While the findings are promising, we must acknowledge the study's limitations to maintain scientific integrity:

  • Age Group Specificity: The trial focused exclusively on elderly participants. While this is a clinically high-priority population, the findings may not translate directly to younger adults with different sleep architectures.
  • Standardization Variability: The study used "standardized chamomile extract" but did not specify the exact apigenin concentration per capsule. Future studies should use precisely quantified apigenin doses to allow for direct dose-response comparisons.

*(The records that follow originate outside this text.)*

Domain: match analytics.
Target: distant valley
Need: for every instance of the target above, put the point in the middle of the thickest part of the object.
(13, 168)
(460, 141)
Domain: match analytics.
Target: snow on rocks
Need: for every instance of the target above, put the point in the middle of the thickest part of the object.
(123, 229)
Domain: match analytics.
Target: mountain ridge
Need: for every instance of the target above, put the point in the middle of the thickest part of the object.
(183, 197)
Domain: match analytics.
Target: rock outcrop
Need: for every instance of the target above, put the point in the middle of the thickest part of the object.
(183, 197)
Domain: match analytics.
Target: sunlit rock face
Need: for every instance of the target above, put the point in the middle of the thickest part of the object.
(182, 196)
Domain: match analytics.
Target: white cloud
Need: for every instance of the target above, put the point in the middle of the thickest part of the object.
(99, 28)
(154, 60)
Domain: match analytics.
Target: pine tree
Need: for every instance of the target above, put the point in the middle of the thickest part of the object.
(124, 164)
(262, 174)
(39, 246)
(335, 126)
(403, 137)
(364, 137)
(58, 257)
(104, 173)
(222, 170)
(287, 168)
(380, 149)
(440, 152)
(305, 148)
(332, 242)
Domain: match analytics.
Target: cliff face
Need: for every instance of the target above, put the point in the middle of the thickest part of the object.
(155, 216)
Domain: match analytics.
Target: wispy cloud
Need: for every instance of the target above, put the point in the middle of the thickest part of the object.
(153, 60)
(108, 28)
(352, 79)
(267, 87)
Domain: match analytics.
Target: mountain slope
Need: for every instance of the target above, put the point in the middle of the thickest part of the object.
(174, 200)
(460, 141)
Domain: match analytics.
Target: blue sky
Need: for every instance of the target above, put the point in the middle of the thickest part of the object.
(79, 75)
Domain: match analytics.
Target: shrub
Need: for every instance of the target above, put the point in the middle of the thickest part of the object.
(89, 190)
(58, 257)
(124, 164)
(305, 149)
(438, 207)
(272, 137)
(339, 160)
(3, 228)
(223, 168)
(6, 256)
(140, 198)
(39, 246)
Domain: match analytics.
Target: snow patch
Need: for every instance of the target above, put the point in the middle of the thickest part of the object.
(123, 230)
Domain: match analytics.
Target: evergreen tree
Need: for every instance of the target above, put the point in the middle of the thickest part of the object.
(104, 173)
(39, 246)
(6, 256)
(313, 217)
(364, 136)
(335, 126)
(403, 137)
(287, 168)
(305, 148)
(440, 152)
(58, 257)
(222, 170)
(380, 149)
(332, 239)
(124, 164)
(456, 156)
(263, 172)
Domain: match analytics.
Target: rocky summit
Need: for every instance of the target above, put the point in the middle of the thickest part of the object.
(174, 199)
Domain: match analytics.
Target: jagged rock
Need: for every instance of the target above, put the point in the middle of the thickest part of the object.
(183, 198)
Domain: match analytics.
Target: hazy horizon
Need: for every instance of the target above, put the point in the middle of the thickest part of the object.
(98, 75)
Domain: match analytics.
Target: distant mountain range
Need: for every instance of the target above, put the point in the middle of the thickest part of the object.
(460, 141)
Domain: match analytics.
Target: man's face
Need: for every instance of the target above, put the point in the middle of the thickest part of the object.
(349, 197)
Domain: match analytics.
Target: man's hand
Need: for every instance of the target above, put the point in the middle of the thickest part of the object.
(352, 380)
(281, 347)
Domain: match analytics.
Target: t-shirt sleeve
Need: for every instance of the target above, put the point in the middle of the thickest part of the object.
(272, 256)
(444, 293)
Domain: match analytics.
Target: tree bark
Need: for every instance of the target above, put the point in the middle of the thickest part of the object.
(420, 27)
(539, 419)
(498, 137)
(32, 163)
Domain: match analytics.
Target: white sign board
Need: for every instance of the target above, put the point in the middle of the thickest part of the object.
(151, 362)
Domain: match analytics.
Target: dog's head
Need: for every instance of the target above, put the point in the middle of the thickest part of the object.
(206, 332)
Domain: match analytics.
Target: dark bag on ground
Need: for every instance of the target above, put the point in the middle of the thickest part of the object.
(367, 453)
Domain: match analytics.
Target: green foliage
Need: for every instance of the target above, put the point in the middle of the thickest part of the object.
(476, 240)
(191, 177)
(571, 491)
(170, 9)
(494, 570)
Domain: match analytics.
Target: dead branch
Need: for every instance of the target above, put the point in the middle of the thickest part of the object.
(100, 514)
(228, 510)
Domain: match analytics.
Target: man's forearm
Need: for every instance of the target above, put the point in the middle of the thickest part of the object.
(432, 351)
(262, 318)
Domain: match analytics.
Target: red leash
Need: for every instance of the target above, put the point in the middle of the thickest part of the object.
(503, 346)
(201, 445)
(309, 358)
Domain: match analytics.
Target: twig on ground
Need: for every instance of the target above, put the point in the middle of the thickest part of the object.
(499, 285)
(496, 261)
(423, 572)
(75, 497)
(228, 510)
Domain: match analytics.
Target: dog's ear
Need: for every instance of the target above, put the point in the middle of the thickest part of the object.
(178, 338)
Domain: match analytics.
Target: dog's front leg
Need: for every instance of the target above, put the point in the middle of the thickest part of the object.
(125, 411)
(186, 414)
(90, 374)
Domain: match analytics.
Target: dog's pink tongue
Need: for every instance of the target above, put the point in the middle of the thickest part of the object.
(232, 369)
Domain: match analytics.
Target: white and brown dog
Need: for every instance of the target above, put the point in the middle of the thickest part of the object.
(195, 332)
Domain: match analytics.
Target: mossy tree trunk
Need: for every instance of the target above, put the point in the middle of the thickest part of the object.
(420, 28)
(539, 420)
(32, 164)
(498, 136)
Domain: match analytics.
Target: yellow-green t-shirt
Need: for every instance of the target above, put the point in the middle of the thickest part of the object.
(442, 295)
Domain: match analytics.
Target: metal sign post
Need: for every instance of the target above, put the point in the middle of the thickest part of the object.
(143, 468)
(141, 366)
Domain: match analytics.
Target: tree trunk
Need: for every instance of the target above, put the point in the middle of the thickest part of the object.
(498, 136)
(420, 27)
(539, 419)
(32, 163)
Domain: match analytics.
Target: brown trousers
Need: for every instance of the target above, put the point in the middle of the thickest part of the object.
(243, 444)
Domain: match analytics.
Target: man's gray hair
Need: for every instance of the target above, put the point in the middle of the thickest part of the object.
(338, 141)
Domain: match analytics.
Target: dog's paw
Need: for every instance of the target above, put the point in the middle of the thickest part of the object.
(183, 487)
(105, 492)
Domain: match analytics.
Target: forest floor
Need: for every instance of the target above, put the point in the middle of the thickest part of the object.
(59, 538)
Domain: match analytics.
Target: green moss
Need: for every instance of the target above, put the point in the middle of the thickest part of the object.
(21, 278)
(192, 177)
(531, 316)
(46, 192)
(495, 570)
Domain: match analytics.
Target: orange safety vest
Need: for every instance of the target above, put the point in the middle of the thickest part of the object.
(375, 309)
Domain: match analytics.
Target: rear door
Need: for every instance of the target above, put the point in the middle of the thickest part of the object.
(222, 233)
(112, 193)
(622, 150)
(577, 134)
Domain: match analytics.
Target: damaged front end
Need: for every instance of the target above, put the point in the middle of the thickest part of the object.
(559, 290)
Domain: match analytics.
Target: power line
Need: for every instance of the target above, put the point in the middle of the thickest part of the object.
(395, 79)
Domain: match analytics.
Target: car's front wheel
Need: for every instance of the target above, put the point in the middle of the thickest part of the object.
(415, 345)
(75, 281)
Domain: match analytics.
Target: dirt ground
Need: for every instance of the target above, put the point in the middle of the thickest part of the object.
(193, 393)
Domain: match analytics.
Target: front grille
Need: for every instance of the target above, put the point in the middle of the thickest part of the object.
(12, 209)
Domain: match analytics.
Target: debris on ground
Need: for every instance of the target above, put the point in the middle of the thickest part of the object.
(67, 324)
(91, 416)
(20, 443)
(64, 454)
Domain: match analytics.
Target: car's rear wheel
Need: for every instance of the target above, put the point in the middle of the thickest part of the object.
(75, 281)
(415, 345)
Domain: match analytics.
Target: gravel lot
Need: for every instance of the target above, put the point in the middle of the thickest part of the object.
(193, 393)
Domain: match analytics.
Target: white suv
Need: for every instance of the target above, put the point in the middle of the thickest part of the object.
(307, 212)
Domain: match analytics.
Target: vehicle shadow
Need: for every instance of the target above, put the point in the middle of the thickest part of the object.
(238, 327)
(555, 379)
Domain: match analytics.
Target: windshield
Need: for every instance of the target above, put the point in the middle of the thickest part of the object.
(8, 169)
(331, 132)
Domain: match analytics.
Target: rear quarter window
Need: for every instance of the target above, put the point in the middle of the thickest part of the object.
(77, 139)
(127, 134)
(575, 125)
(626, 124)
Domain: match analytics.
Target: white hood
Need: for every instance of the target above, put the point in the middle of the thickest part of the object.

  • Short Duration: Twenty-eight days is a relatively short observation window. Longer studies are needed to evaluate whether the sleep benefits persist over six to twelve months.
  • Subjective Bias: While PSQI is a validated tool, it relies entirely on subjective self-reports. Future studies combining PSQI with objective polysomnography (PSG) would provide stronger evidence.

This guide is for educational purposes only. Readers should consult qualified healthcare professionals before starting, altering, or combining any supplement routine.